Но тогда, в ходе первых испытаний «ФНРС-ІІІ», мы вообще не располагали никакими приборами для научных наблюдений. В ту осень 1953 года сам факт погружения на глубину 4000 метров — среднюю глубину океана — потребовал от нас с Вильмом величайшего напряжения.
ПЕРВЫЕ 4000 МЕТРОВ
Прежде чем заниматься проблемами научных исследований, надо было испытать батискаф на глубине 4000 метров. Почему не на большей глубине? Дело в том, что изготовленный с величайшим тщанием корпус батискафа был все же литым, а литая сталь не так прочна как кованая. Готовую сферу исследовали с помощью радиодефектоскопа. На одном участке корпуса было обнаружено большое количество раковин.

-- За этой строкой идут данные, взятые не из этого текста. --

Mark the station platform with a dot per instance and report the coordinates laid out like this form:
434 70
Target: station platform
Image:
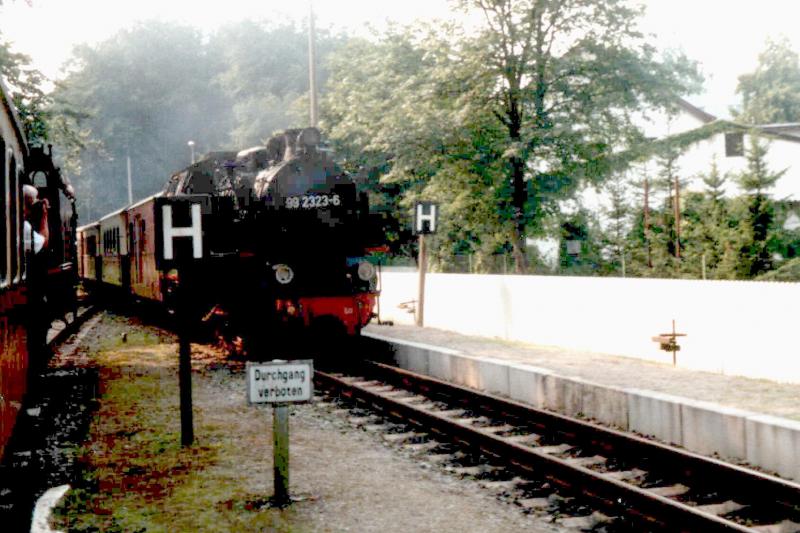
747 421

Сочтя это опасным, Пиккар и Косинс вырезали этот участок и заменили его конической пробкой; в целом, по их расчетам, сфера должна была выдерживать давление, соответствующее глубине 4000 метров. Естественно, что и все остальное оборудование пришлось рассчитывать — сначала под руководством Гемпа, а потом Вильма — на ту же глубину.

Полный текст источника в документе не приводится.